AB'nin 2015 yılında ilan edilen "AB'nin Ticaret ve Yatırım Politikası İçin Yeni Vizyonu" başlıklı strateji belgesinde AB'nin akdedeceği ticari anlaşmalarda insan hakları ve değerlerin ön planda tutulacağı kayda geçirilmiştir. AB'nin, kurucu üyesi olduğumuz Avrupa Konseyiyle ilişkileri gittikçe gerginleşen Türkiye'yle ekonomik içerikli olsa da bir anlaşmayı nihayetlendirmesi fevkalade güçtür. Temel hak ve özgürlükler, hukukun üstünlüğü, yargı bağımsızlığı gibi konularda ülkemizin bulunduğu noktada gümrük birliğini güncelleyecek olan anlaşmanın ülke parlamentolarında ve Avrupa Parlamentosunda onaylanması ve yürürlüğe girmesi bugünkü koşullarda mümkün değildir. Türkiye'nin Avrupa Birliğiyle olan ilişkilerinin bir an önce canlandırılması gerekmektedir, bunun yolu ve yöntemi bellidir. Siyasi kriterler alanındaki eksiklikler giderildikten sonra Türkiye'nin üyelik müzakerelerinde üstesinden gelemeyeceği bir şey yoktur. Bunu da ancak önümüzdeki seçimlerden sonra Türkiye'yi iyileştirilmiş ve güçlendirilmiş parlamenter sisteme taşıyacak yeni iktidar gerçekleştirecektir. Müzakere süreci askıya alınmıştır, evet, ancak bu siyasi bir karardır. Müzakere Çerçeve Belgesi'nin 5'inci maddesi aday ülkelerle müzakerelerin nasıl yürütüleceğine dair yöntemi ortaya koymaktadır, Türkiye'yle yapılan müzakerelerde bu yöntem izlenmemiştir. Bakanlar Konseyinde Türkiye'nin temel hak ve özgürlüklerde geriye gidişi ve otoriterleşme nedeniyle AB kurumlarından giderek uzaklaşılması gerekçe gösterilerek siyasi bir karar alınmıştır. Dolayısıyla, Türkiye'nin demokrasi, insan hakları ve hukukun üstünlüğü gibi alanlarda gerekli adımları atması durumunda ilişkilerin normale dönmesi ve müzakerelerin yeniden başlaması mümkün olabilecektir yeter ki biz kendimizi zihnen farklı alanlarda konumlandırmayalım, iç siyasette ve uluslararası ilişkilerde oradan buraya savrulmayalım.

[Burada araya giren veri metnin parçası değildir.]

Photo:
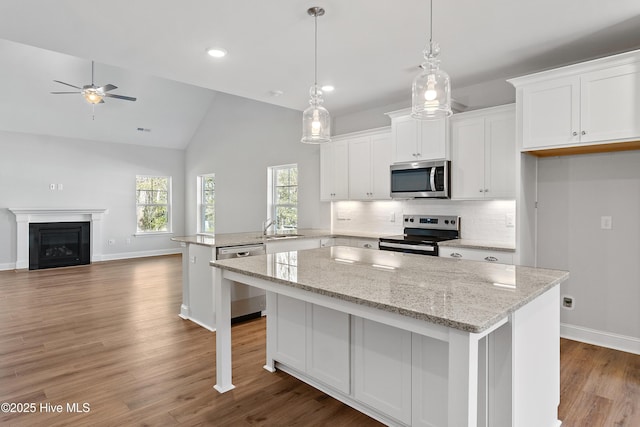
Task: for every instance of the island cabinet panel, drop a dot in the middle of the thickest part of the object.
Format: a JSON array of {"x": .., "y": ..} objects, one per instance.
[
  {"x": 290, "y": 332},
  {"x": 430, "y": 381},
  {"x": 328, "y": 347},
  {"x": 382, "y": 368}
]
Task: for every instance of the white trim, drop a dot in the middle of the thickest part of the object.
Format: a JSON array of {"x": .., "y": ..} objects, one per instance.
[
  {"x": 141, "y": 254},
  {"x": 600, "y": 338},
  {"x": 8, "y": 266}
]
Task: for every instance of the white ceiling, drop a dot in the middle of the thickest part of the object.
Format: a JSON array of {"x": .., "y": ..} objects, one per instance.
[{"x": 369, "y": 50}]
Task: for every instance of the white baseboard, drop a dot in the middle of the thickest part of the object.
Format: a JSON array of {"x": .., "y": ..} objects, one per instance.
[
  {"x": 8, "y": 266},
  {"x": 601, "y": 338},
  {"x": 140, "y": 254}
]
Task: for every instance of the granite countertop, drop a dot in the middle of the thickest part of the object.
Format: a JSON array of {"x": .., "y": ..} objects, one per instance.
[
  {"x": 466, "y": 295},
  {"x": 478, "y": 244},
  {"x": 255, "y": 237}
]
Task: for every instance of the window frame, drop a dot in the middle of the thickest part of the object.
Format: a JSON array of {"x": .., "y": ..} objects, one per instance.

Avrupa Birliği, Türkiye'nin iki yüz yıllık demokratikleşme ve modernleşme serüveninin önemli bir halkasıdır. Bugün farklı konuşuyor olsa da geçtiğimiz kasım ayında Sayın Cumhurbaşkanı "Kendimizi Avrupa'da görüyor, geleceğimizi Avrupa'yla birlikte tasavvur ediyoruz." ifadelerini kullanmıştı. Bu hedef, Avrupa Birliğiyle kurumsal ilişkilerimizin tesis edildiği 1963 ortaklık anlaşmasından bu yana somut bir şekilde ortadadır. AB üyelik hedefi, sadece ekonomi ve ticareti değil, AB'nin bütün norm ve standartlarını kapsamaktadır. Dolayısıyla, ne yapmamız gerektiğini çok iyi biliyoruz. Üyelik için karşılanması gereken Kopenhag Siyasi Kriterlerine göre; demokrasiyi, hukukun üstünlüğünü, insan haklarını ve temel özgürlüklerin korumasını, işleyen bir piyasa ekonomisinin varlığını ve birlik içinde piyasa güçleri ve rekabetçi baskıyla baş edebilme kapasitesini garanti eden kurumların istikrarını sağlamış olması gerekmektedir ülkemizin.
(Mikrofon otomatik cihaz tarafından kapatıldı)
BAŞKAN - Tamamlayın sözlerinizi lütfen.
AYDIN ADNAN SEZGİN (Devamla) - Teşekkür ederim.
Türkiye'nin bütün bunları gerçekleştirme gücü, potansiyeli, kabiliyeti vardır. Türkiye, bunlara bir an önce öncelik verip yeniden Avrupa Birliği üyelik sürecine, daha da önemlisi demokratikleşme rotasına dönmelidir. Türkiye, üyelik müzakereleri yürüten ülke statüsünü kolay elde etmemiştir ve asla terk etmemelidir; iyileştirilmiş ve güçlendirilmiş parlamenter demokrasi bu hedefi de yakınlaştıracaktır.
Genel Kurulu saygıyla selamlıyorum. (İYİ Parti ve CHP sıralarından alkışlar)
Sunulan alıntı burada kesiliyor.